Kid Rock claims he is running for United States Senate. While I am skeptical—
OK, go ahead and get those jokes out. I’ll wait.
Are you good now? Those name jokes are not as funny or original as you think.
—anyway, while I am skeptical that we see a Senator Rock, or even a nominee Rock, in the near future, it’s also not entirely crazy to think that a run for office by Robert James Richtie could be, uh, “So Hott.”
There are many questions to be answered about Rock’s trial balloon. He has been rumored, semi-jokingly, as a candidate for the Senate race in 2018 in his home state of Michigan. He’s now launched a website, and on Wednesday tweeted this:
I have had a ton of emails and texts asking me if this website is real… https://t.co/RRVgISDFeq The answer is an absolute YES. pic.twitter.com/uYCUg6mjW1
— Kid Rock (@KidRock) July 12, 2017
The website is missing some essential details—for example, what state he intends to run in, and for what party. A link to a store leads, as Evan McMorris-Santoro noted, to a domain run by Warner Brothers, his record label.

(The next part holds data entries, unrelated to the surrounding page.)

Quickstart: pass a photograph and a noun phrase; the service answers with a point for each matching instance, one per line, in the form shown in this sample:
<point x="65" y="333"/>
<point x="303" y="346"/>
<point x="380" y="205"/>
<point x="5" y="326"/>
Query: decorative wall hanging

But let’s assume that Rock would run in his native Michigan, and that he would run as a Republican. Start with the fundamentals of the race. The seat is held by Democrat Debbie Stabenow, who’s seeking her fourth term in the Senate. Stabenow’s polling isn’t terrible—47 percent of Michiganders approve of her performance, against 38 percent who don’t, according to Morning Consult. That still places her in the bottom third of senators for popularity, although she easily won her last two races. Meanwhile, Donald Trump won the state in the 2016 presidential election, the first Republican to win there since 1988.